Ils parlent d’amitié passoire Et Dimartinoet à un âge, 40 ans, qui aujourd’hui est parmi les plus difficiles, parce qu’on n’est plus jeune mais pas vieux non plus, parce que, si on veut chanter, on n’a pas la fraîcheur de Madame ni l’aura de TVA Zanicchi, et par conséquent, lorsque vous vous levez de mauvaise humeur, vous pouvez croire en toute sécurité que la vie n’est que « Jésus, les impôts et le sexe décevant ». En cela, le film est cohérent avec la chanson de Sanremo « Éclaboussure », qui fait partie de la bande originale du film et qui nous conseille de ne pas nous précipiter pour obtenir ce que nous n’avons pas. Évidemment, même dans cette histoire suspendue entre rêve et réalité, il faut éviter de ressentir le poids des attentes. Antoine c’est le cas et se sent en harmonie avec les arbres, tandis que Laurent a ce qu’il faut pour arriver à cette paix intérieure.

Comme les chansons de Colapesce Dimartino, Le printemps de ma vie est pop, mais son kaléidoscope de gestes, de mots et de couleurs n’est pas aussi incisif que les lignes musicales de « Musique très légère » et ainsi de suite.

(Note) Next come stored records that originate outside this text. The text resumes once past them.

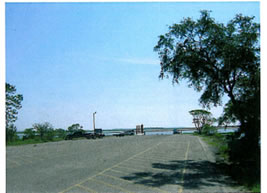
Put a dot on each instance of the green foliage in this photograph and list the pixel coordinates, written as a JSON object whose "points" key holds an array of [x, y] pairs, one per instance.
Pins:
{"points": [[11, 133], [29, 133], [45, 130], [245, 173], [201, 118], [219, 59], [209, 130], [13, 104], [75, 127], [60, 133]]}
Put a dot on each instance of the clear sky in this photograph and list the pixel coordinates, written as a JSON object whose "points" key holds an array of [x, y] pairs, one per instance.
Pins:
{"points": [[72, 59]]}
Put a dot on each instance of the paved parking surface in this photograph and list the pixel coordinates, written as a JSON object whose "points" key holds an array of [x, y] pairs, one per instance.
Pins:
{"points": [[177, 163]]}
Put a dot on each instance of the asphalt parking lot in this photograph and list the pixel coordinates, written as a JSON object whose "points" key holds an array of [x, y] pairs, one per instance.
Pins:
{"points": [[173, 163]]}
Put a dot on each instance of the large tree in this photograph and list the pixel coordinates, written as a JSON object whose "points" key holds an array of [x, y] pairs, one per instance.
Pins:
{"points": [[13, 104], [218, 59]]}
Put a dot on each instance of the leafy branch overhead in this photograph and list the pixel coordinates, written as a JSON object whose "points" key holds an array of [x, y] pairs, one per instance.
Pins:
{"points": [[213, 57]]}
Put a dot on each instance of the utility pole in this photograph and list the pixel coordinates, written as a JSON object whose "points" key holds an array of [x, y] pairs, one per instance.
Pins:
{"points": [[94, 120]]}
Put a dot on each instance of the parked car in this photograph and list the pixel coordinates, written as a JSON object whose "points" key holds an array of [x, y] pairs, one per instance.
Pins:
{"points": [[119, 134], [176, 131], [79, 134]]}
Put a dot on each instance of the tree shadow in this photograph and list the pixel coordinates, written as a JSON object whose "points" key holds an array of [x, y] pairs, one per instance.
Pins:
{"points": [[189, 174]]}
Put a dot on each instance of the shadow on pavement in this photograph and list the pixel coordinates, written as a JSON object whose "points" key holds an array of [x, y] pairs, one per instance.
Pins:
{"points": [[198, 174]]}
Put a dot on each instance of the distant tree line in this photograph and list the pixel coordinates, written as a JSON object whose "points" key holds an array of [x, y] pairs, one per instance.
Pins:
{"points": [[39, 131]]}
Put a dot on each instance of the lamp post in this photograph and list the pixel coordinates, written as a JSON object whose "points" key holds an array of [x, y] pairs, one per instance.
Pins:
{"points": [[94, 120]]}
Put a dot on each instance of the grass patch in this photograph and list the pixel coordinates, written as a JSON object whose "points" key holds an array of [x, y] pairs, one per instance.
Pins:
{"points": [[243, 173], [31, 141]]}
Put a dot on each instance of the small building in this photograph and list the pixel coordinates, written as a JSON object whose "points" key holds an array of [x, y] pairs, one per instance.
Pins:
{"points": [[140, 129]]}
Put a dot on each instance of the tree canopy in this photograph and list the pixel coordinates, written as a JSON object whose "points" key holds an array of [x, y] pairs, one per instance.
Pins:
{"points": [[216, 59], [13, 104], [213, 57]]}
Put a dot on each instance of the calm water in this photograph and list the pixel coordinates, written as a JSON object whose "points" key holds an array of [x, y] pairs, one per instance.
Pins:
{"points": [[107, 133]]}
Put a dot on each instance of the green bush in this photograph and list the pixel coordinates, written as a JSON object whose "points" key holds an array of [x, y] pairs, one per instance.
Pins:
{"points": [[209, 130]]}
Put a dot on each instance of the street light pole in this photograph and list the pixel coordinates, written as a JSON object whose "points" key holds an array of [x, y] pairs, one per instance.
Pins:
{"points": [[94, 120]]}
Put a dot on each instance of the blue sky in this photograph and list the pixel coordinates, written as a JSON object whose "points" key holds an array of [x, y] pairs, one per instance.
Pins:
{"points": [[72, 59]]}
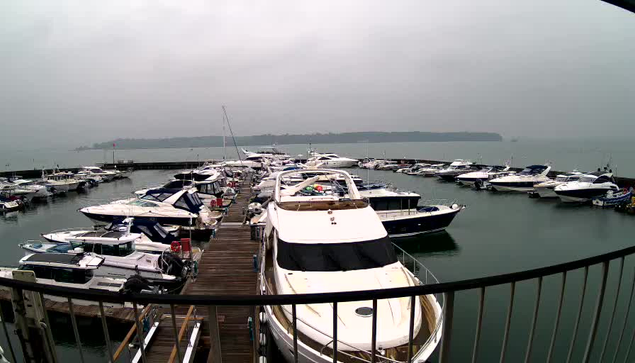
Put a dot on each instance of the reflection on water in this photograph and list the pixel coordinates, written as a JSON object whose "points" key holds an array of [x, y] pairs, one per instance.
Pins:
{"points": [[439, 244]]}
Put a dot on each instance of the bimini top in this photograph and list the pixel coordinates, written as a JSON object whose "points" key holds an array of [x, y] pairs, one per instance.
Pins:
{"points": [[320, 189], [185, 199], [65, 260], [534, 169]]}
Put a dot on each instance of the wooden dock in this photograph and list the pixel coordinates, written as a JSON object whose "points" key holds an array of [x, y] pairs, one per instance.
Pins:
{"points": [[226, 268]]}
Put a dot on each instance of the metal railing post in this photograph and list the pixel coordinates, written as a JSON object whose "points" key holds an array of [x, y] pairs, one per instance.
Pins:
{"points": [[176, 334], [558, 313], [373, 342], [508, 321], [534, 321], [617, 297], [448, 316], [295, 333], [142, 345], [335, 332], [596, 314], [628, 312], [214, 333], [577, 321], [479, 323]]}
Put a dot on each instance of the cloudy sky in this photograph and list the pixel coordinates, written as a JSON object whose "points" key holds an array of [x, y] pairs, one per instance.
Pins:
{"points": [[77, 72]]}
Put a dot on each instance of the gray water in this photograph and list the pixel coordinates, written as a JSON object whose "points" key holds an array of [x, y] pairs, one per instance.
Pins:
{"points": [[563, 154], [496, 233]]}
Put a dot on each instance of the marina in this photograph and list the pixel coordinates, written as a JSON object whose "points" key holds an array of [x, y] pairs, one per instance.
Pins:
{"points": [[227, 265]]}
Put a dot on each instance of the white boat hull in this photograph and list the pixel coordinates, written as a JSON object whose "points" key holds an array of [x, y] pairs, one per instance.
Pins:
{"points": [[306, 354]]}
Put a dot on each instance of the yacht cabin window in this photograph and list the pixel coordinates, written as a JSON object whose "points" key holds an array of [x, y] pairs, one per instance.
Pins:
{"points": [[344, 256]]}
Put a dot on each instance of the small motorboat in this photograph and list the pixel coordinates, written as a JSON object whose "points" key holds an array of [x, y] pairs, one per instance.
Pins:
{"points": [[523, 181], [586, 188], [76, 271], [546, 188], [612, 199]]}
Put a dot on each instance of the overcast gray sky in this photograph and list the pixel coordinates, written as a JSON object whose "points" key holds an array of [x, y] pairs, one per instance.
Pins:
{"points": [[78, 72]]}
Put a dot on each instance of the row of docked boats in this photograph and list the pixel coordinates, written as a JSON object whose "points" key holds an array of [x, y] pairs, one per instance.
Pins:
{"points": [[598, 187], [137, 244], [16, 192], [323, 234]]}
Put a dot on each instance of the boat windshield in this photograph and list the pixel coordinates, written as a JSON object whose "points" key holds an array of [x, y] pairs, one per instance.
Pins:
{"points": [[336, 256], [142, 203], [120, 250]]}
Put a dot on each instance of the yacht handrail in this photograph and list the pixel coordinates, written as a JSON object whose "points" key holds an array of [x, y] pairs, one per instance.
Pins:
{"points": [[269, 289], [440, 297]]}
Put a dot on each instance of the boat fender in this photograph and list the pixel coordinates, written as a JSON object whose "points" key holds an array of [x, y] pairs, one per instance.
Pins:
{"points": [[195, 269], [250, 325]]}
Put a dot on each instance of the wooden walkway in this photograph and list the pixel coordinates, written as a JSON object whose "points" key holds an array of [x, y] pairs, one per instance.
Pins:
{"points": [[226, 268]]}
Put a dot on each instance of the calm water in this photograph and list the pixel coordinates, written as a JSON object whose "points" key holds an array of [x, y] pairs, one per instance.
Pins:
{"points": [[563, 154], [497, 233]]}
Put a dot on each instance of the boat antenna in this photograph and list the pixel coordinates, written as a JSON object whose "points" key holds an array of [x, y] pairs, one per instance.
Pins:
{"points": [[232, 133]]}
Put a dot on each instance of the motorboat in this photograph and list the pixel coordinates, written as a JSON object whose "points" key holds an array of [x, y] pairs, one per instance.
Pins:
{"points": [[270, 152], [613, 199], [181, 207], [587, 187], [89, 171], [523, 181], [415, 169], [326, 240], [402, 216], [74, 271], [546, 189], [431, 170], [330, 160], [121, 259], [456, 168], [148, 236], [61, 181], [483, 175]]}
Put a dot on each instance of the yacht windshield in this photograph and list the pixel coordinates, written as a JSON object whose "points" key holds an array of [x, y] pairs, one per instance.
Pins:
{"points": [[336, 256]]}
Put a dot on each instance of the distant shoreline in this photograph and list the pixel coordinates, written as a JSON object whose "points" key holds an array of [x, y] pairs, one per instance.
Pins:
{"points": [[339, 138]]}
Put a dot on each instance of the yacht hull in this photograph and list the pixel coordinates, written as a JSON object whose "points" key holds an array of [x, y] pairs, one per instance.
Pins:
{"points": [[417, 223], [520, 187], [308, 354], [579, 195]]}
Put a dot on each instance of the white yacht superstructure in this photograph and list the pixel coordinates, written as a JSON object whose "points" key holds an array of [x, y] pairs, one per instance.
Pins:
{"points": [[327, 240]]}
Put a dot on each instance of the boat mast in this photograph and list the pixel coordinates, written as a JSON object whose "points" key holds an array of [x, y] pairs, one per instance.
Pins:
{"points": [[224, 138], [232, 133]]}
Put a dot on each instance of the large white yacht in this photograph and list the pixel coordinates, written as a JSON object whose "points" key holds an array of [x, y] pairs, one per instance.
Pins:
{"points": [[587, 187], [523, 181], [320, 239], [330, 160], [181, 207]]}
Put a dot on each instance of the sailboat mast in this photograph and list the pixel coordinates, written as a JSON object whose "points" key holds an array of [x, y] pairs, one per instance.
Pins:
{"points": [[224, 139]]}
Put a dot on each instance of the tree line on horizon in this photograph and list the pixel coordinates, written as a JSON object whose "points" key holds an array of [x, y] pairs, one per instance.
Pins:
{"points": [[317, 138]]}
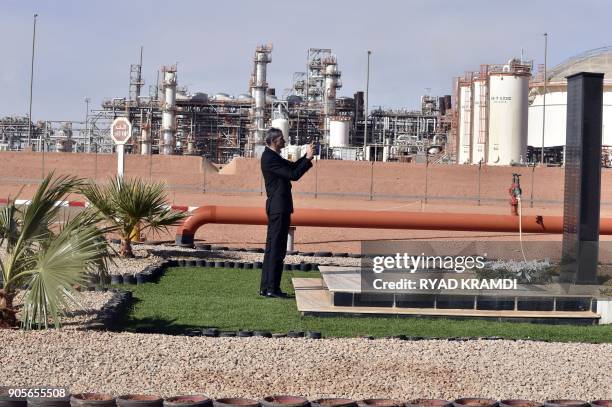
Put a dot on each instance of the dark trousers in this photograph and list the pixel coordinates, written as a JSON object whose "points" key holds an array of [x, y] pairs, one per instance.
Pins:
{"points": [[276, 249]]}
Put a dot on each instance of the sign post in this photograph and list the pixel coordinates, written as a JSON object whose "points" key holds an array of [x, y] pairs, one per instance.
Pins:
{"points": [[121, 132]]}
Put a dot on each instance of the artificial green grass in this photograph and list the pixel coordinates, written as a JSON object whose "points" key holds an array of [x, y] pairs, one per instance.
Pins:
{"points": [[228, 299]]}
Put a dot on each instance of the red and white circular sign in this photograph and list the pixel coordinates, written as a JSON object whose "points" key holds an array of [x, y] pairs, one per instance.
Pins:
{"points": [[121, 130]]}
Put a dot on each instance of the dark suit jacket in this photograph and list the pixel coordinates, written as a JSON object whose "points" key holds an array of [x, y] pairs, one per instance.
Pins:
{"points": [[278, 174]]}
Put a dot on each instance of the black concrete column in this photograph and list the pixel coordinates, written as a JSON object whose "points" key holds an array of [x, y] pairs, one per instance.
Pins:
{"points": [[582, 178]]}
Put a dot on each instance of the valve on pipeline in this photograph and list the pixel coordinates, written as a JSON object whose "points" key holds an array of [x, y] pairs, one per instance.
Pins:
{"points": [[515, 192]]}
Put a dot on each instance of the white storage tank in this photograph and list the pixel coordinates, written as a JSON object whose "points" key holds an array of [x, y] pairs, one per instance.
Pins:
{"points": [[282, 124], [465, 122], [339, 132], [508, 109], [479, 119]]}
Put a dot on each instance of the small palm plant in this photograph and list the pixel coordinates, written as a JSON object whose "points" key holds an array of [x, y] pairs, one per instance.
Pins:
{"points": [[46, 259], [128, 204]]}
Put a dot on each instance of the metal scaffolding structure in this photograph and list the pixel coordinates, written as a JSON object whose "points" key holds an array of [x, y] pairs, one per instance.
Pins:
{"points": [[170, 120]]}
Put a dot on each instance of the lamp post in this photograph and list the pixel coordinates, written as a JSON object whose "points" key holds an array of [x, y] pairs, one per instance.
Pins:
{"points": [[32, 83], [87, 100], [544, 98], [365, 119]]}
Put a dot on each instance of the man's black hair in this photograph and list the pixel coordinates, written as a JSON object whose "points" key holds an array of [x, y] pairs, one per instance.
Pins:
{"points": [[272, 134]]}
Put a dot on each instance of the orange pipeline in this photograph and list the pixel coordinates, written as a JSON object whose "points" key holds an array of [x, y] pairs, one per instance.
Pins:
{"points": [[376, 220]]}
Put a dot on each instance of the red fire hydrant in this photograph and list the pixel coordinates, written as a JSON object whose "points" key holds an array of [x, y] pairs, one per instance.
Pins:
{"points": [[515, 193]]}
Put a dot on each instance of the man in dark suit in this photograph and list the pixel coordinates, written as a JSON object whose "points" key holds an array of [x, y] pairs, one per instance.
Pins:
{"points": [[278, 174]]}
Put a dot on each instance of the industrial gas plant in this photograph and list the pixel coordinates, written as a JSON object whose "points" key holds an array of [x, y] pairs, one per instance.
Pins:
{"points": [[500, 114]]}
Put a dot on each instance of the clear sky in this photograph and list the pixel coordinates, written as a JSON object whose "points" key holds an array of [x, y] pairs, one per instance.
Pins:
{"points": [[85, 47]]}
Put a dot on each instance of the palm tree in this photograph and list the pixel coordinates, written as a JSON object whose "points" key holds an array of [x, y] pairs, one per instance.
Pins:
{"points": [[46, 260], [127, 204]]}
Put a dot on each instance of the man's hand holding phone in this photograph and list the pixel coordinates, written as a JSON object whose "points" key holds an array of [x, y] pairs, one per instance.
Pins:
{"points": [[310, 150]]}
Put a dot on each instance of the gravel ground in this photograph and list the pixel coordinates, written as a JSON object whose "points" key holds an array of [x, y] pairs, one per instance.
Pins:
{"points": [[187, 253], [122, 363]]}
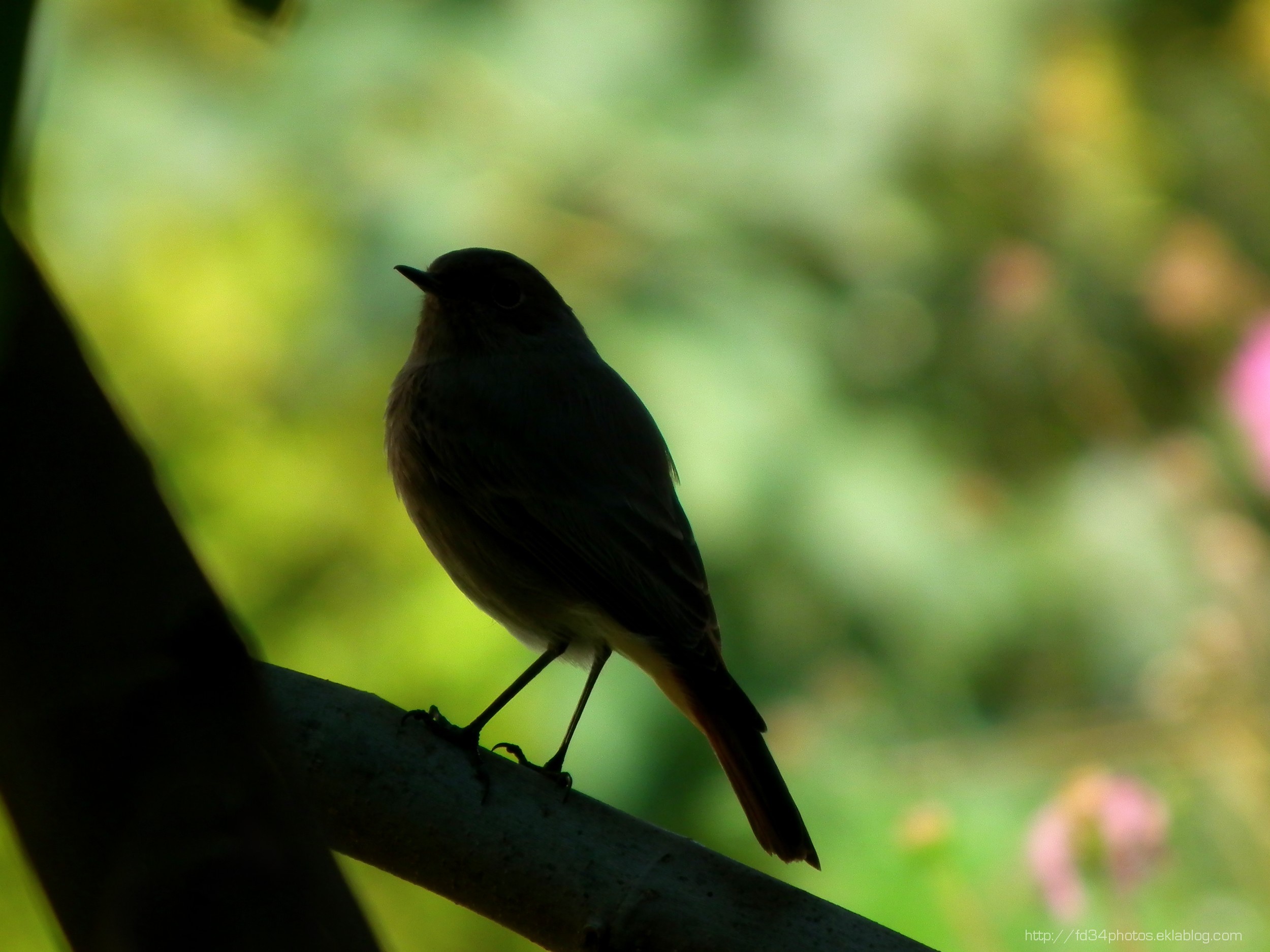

Et l’ironie de Laurent Et Antoine n’a pas l’efficacité et le cynisme de Chypriote Et Maresco et les leurs cynique de la télévisionni la vis comica et l’iconicité de Franc Et Ciccio. Cela n’enlève rien à l’originalité du film, car nous sommes sur le territoire de l’originalité. C’est juste qu’il fallait canaliser les énergies de deux artistes qui ont vraiment appris à jouer dans un projet confié à des mains plus expertes, à quelqu’un capable de « relier les points » et, thématiquement parlant, de rendre le malaise et les fantômes universels, et donc reconnaissables. . , doutes et incertitudes, ainsi que la magie des lieux et le sens de la prédestination qui sont la substance non seulement des Siciliens mais de tout peuple au passé lointain.